Near the end of the event, a “big surprise” that was being teased prior to Wednesday was revealed to those in attendance.
Warlick and several former Lady Vol basketball players at the Hall of Fame to support the cause of raising awareness to ending Alzheimer’s unveiled the cover of the inaugural Alz magazine which features Lady Vol legend and WNBA All-Star and MVP Candace Parker on the cover.
“What better place to reveal our big surprise than here,” Melissa Bingham, this year’s chair of the Walk to End Alzheimer’s said.
“It’s huge for her to be on the inaugural issue of a nationwide publication, to me that says a lot about the impact, which is why she walks is because of Pat,” Bingham said.
Along with the theme of teamwork and the public coming together for volunteer work and donations towards Alzheimer’s research, the other main theme of the event was working towards a day when there is the first Alzheimer’s survivor.
“Wouldn’t it be amazing if we had a survivor?” Bingham said.
The 2019 Walk to End Alzheimer’s will take place on Sept. 21 at Zoo Knoxville.

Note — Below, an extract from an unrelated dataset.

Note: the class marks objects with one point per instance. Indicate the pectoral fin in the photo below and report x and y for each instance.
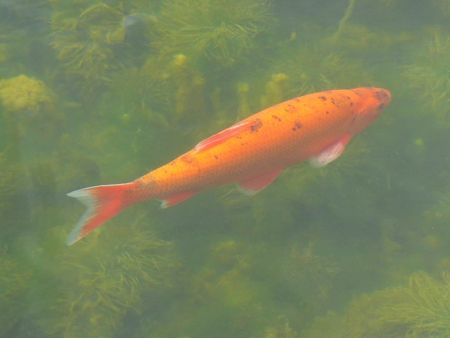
(331, 153)
(225, 134)
(256, 184)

“Come out and be a part of it, we have a great time,” Bingham said. “You get to spend the day at the zoo, so it’s fun.”
Bingham also said that if you don’t have your own team for the Walk, that a group of former Lady Vols have their own team that has spots available for fans to join.
Bingham added other ways that the public can get involved beyond the annual Walk.
“We have committees and if you feel like you can’t do a Walk, but you’re a good organizer, you can volunteer to be on a planning committee to get things ready,” Bingham said.
“More than anything, we can’t do any of this without research and that takes funds, so they can always donate on our website,” she added.